Tuesday, October 11, 2011

Maslow's Hierarchy+Cognitive Dissonance+Heroin

I know we discussed this a bit in class, but I definitely found this the most interesting point of cognitive dissonance. When the theory of cognitive dissonance is applied to an addict, I feel like its far more complicated. Everything changes when a drug, especially an opiate such as heroin, becomes the top of the hierarchy of needs for any individual.

Humans are instinctual creatures; we all want to live. Physiological needs top Maslow's hierarchy, but once a person mainlines heroin into their bloodstream, heroin becomes the top of the hierarchy of needs. If you ask a dope fiend if he wants a burger or a bundle, he'll pick the bundle every single time. So:

Humans naturally want to live.

Then, a human gets addicted to heroin. I would say a relatively prudent person of average intelligence would realize that once they are addicted to heroin, they will either have to take very difficult steps to get clean and live , or die. But humans naturally want to live. But the heroin addict will keep shooting heroin in some cases and kill themselves. Then there's no more cognitive dissonance, no more hierarchy. Just a drug.

Is heroin that good that it becomes more important than living? Users report an "infatuation" and actually being "in love" with this opiate (bluelightforum.com, The Dark Side). They'd rather die a user than ever go hanggliding or get married or meet their potential grandchildren.
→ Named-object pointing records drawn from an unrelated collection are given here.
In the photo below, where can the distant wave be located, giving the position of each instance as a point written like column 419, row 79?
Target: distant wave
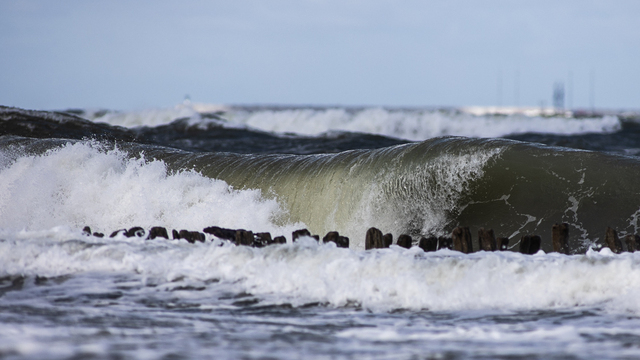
column 414, row 125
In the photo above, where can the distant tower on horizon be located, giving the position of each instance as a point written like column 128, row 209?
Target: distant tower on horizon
column 558, row 95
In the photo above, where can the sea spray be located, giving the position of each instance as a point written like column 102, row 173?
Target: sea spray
column 81, row 184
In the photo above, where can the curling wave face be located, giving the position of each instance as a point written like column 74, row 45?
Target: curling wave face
column 420, row 188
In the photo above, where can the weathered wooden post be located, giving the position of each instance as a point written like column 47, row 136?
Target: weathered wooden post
column 244, row 237
column 612, row 241
column 387, row 240
column 299, row 233
column 428, row 243
column 632, row 242
column 486, row 239
column 262, row 239
column 279, row 240
column 157, row 231
column 560, row 237
column 502, row 243
column 405, row 241
column 135, row 231
column 373, row 239
column 461, row 237
column 530, row 244
column 445, row 242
So people say that addicts are addicts because of their own faults and mistakes. If they wanted to just quit and live, they would, right? Maybe the first time they used, they just snorted it, made a mistake, didn't realize that they would absolutely fall in love with the drug and never recover. The thought of the drug and how it makes them feel lingers in their brain throughout the hours of the day when those of us who are non-addicts think about girls or football or homework. It just becomes the drug. That's it.